WordPress / gutenberg

The Block Editor project for WordPress and beyond. Plugin is available from the official repository.
https://wordpress.org/gutenberg/
Other
10.52k stars 4.2k forks source link

docgen: remove doctrine #18045

Closed oandregal closed 3 years ago

oandregal commented 5 years ago

doctrine is the JSDoc parser we use in docgen to get structured information out of the JSDoc comments. It was created and maintained by the ESLint people, although it's no longer actively developed. We should migrate out of doctrine for that reason.

The suggested replacement (eslint-plugin-jsoc) uses a different JSDoc parser with support for many other syntaxes (typescript, etc). We should look into trying jsdoctypeparser or any other that's actively developed.

oandregal commented 5 years ago

Some notes:

The plan would be to update the get-jsdoc-from-token exported function to use whatever doctrine alternative we settle on.
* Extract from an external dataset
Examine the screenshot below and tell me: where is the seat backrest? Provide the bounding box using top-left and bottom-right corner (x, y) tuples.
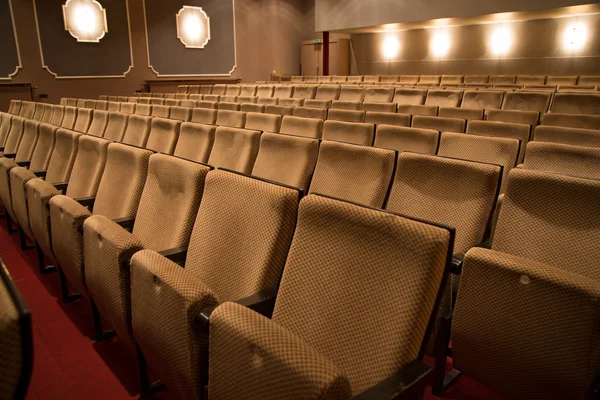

oandregal commented 5 years ago

Relevant to this is the research I did at the time on doctrine alternatives (see comment on Feb 22): https://github.com/WordPress/gutenberg/pull/13329#issuecomment-466389286

aduth commented 4 years ago

I started exploring this, initially aiming to use comment-parser, seeing as it's the same in use by eslint-plugin-jsdoc, and on the assumption that we don't really need the type parsing (vs. just the verbatim name). It worked okay, but unlike Doctrine, there's no built-in understanding of "typed" or "named" tags, so these had to be manually adapted from Doctrine. Even then, however, there's some data loss that occurs when trying to reconstruct unnamed tags (like an @example tag, losing whitespace).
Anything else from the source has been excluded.